Research Paper Volume 16, Issue 13 pp 10860—10867
Identification of differentially expressed genes to predict the risk of heart failure in older patients with hypertrophic cardiomyopathy
- 1 Department of Cardiology, The Second Hospital of Nanjing, Nanjing University of Chinese Medicine, Nanjing 210000, China
- 2 Education Section, The Second Hospital of Nanjing, Nanjing University of Chinese Medicine, Nanjing 210000, China
- 3 Department of Cardiology, The First Hospital of Nanchang, Nanchang 330000, China
Received: January 31, 2024 Accepted: May 29, 2024 Published: June 20, 2024
https://doi.org/10.18632/aging.205956How to Cite
Copyright: © 2024 Dong et al. This is an open access article distributed under the terms of the Creative Commons Attribution License (CC BY 4.0), which permits unrestricted use, distribution, and reproduction in any medium, provided the original author and source are credited.
Abstract
Aim: Hypertrophic cardiomyopathy (HCM) is a common heart disease. Old people with HCM are at high risk of heart failure (HF). This study aimed to identify differentially expressed genes (DEGs) to evaluate the risk of HF in older patients with HCM.
Methods: GSE89714 and GSE116250 were downloaded from Gene Expression Omnibus (GEO) database, and DEGs were identified by using limma R package with P < 0.05 and logFC> 1 as cut off. Protein-protein interaction (PPI) network, Genome Ontology (GO) and Kyoto Encyclopedia of Genes and Genomes (KEGG) analyses were performed for the identified DEGs. NetworkAnalyst online tool was applied for Gene Set Enrichment Analysis (GSEA) analysis.

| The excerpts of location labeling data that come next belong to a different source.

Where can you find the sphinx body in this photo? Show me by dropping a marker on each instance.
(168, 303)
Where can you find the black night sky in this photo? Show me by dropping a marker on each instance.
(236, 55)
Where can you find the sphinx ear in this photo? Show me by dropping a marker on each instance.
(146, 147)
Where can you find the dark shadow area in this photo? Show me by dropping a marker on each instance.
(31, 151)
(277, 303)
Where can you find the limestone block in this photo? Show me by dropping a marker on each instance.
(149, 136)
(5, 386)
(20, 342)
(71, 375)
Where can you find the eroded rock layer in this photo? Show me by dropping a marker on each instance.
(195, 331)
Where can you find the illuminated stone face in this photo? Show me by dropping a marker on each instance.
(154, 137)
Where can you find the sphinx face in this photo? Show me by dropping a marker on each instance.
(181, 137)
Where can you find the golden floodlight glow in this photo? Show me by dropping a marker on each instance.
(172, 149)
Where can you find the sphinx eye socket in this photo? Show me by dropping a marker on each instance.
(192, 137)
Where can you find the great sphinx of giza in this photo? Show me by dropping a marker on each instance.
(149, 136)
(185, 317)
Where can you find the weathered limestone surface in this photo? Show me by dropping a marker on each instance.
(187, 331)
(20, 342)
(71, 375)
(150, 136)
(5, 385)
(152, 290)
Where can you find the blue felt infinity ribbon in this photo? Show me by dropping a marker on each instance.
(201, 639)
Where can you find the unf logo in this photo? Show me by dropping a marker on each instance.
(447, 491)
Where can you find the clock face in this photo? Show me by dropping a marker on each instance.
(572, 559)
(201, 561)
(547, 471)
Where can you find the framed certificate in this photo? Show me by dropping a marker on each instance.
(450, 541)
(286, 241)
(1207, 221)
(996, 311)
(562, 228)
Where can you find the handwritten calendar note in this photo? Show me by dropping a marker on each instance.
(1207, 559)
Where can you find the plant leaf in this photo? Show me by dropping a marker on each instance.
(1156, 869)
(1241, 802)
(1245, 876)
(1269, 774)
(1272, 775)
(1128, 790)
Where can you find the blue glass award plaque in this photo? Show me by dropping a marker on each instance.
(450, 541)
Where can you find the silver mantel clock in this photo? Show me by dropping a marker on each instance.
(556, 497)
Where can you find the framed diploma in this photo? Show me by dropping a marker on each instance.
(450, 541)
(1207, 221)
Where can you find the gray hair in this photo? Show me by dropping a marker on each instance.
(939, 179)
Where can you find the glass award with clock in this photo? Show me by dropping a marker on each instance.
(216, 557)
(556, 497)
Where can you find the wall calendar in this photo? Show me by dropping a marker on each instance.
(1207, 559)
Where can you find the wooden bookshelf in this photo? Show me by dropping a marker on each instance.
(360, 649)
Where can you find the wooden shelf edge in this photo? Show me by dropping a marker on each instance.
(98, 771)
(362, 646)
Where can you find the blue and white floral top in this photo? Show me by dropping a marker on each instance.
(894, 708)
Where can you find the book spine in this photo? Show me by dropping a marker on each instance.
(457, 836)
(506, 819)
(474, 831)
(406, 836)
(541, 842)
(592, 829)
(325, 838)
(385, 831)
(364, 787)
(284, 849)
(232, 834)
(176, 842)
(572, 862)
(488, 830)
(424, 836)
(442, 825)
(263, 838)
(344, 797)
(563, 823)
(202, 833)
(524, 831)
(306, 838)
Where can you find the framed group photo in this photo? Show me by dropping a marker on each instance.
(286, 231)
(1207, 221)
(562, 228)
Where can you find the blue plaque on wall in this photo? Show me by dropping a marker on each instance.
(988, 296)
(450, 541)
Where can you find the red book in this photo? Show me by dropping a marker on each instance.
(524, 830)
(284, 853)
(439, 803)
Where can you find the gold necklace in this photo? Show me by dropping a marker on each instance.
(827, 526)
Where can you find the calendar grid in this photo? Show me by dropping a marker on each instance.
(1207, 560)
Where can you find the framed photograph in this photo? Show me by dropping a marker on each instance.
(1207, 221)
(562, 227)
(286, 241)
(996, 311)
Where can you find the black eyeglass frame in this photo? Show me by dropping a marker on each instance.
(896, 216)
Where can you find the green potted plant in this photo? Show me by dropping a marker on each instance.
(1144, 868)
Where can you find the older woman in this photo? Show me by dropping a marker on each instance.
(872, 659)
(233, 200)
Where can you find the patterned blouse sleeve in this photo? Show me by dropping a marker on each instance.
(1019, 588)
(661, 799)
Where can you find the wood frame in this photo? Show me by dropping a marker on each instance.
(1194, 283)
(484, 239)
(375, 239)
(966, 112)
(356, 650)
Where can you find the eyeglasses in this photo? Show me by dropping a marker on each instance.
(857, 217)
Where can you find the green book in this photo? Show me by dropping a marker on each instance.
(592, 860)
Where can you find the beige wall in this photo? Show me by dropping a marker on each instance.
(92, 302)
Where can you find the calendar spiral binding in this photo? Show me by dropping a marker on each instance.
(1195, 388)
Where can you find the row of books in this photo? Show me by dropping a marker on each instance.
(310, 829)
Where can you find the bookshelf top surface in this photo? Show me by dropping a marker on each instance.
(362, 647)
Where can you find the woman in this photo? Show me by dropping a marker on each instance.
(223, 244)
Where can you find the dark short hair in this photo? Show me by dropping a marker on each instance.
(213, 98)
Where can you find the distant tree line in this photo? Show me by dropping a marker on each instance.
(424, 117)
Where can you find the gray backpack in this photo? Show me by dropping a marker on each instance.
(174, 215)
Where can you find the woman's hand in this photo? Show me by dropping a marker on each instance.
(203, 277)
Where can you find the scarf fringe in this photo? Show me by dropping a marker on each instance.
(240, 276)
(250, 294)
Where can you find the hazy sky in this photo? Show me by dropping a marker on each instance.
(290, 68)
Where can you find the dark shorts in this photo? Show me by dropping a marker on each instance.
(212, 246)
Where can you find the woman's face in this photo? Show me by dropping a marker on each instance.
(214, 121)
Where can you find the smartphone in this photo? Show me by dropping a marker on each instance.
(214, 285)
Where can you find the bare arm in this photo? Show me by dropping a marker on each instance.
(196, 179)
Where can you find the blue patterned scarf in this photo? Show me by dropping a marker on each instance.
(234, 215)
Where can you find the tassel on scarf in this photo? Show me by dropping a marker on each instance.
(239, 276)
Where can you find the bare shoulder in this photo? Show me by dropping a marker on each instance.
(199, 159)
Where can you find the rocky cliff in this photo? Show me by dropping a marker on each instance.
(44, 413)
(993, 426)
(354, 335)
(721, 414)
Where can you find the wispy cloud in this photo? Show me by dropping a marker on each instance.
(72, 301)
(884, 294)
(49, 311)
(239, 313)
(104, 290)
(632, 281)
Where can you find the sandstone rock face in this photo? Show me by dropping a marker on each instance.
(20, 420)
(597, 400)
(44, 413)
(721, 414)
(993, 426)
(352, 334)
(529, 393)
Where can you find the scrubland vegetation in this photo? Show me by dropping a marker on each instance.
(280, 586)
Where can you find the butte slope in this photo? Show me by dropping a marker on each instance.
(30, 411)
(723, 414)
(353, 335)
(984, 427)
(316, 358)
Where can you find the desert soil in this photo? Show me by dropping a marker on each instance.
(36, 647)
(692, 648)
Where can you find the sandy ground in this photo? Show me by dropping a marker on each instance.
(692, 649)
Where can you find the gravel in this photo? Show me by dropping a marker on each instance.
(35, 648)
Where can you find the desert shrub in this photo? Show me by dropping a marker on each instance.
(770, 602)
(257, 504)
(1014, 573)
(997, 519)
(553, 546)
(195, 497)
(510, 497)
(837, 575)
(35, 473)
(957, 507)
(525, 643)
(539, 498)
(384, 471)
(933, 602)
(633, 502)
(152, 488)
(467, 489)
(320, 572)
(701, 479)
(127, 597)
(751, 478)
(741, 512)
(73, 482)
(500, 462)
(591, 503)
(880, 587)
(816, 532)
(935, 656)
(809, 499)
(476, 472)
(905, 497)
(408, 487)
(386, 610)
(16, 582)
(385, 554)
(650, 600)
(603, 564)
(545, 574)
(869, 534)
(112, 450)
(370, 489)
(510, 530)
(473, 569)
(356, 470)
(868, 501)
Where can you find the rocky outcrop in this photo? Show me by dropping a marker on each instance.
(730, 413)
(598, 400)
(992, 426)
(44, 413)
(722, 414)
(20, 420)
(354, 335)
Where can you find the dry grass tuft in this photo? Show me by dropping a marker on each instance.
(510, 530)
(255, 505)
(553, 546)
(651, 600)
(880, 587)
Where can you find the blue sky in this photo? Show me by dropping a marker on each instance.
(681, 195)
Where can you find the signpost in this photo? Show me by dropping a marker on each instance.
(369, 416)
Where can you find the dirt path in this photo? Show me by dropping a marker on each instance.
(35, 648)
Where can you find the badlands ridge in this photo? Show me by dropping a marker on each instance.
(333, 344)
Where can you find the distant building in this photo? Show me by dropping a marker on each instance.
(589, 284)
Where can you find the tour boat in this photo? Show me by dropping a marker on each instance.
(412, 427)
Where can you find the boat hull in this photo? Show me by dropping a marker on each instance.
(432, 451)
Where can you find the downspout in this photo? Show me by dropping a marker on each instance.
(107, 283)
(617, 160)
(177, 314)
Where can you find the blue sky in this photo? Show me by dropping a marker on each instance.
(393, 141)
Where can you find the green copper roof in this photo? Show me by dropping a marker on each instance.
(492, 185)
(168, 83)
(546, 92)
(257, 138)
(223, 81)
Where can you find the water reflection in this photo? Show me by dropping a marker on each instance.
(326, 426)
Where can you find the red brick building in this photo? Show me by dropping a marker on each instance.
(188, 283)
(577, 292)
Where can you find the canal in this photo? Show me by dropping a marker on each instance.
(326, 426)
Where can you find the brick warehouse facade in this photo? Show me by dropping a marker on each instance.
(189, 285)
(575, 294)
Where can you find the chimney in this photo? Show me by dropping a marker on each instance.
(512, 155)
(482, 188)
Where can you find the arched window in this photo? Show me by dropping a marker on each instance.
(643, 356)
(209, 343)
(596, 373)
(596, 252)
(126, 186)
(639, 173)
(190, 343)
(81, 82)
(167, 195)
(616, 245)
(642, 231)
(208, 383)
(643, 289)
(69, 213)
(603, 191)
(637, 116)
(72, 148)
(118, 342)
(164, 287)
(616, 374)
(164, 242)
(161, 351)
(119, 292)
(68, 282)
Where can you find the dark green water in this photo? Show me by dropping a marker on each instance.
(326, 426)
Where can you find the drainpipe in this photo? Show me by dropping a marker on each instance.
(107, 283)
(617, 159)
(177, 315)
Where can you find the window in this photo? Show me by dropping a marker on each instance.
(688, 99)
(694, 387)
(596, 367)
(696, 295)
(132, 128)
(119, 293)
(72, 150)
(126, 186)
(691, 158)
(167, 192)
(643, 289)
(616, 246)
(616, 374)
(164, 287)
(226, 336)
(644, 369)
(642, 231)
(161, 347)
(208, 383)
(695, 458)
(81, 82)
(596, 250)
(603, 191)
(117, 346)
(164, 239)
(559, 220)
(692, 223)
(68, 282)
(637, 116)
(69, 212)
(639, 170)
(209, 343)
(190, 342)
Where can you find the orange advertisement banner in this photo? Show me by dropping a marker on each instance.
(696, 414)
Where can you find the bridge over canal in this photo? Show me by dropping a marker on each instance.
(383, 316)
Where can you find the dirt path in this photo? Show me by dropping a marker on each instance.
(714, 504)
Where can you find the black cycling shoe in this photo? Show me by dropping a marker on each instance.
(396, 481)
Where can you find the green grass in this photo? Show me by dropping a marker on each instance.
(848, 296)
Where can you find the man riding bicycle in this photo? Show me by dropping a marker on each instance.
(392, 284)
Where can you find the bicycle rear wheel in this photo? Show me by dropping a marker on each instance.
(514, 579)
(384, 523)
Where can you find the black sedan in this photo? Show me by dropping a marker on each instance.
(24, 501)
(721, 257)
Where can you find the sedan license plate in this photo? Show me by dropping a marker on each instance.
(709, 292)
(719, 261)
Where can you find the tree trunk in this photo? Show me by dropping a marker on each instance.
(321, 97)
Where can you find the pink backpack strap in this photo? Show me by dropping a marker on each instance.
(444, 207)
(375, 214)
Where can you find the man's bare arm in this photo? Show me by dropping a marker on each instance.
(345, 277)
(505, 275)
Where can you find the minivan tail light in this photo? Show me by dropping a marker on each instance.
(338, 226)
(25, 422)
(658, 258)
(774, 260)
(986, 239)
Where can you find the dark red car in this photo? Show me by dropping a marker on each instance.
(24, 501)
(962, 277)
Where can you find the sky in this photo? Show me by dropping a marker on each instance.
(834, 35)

Results: We identified 124 overlap DEGs from the 2 datasets. PPI network showed that COL1A1, COL3A1, COL1A2, BGN, COL5A1, LUM, TGFB2, FMOD, ASPN, and COL14A1 were the top ten genes related to HCM and HF compared with control. Functional and pathway analyses showed that the overlap genes were mainly related to ECM-receptor interaction, ECM organization, Focal adhesion, PI3K-Akt signaling, TGF-beta signaling, and Platelet activation signaling and aggregation. Among the overlap genes, COL5A1 and LUM were significantly upregulated, while TGFB2, FMOD, ASPN, and COL14A1 were significantly downregulated in HF dataset compared with HCM dataset.
Conclusions: Bioinformatics-based analysis revealed potential genes associated with HCM and HF, which could be utilized to evaluate the risk of HF in older patients with HCM.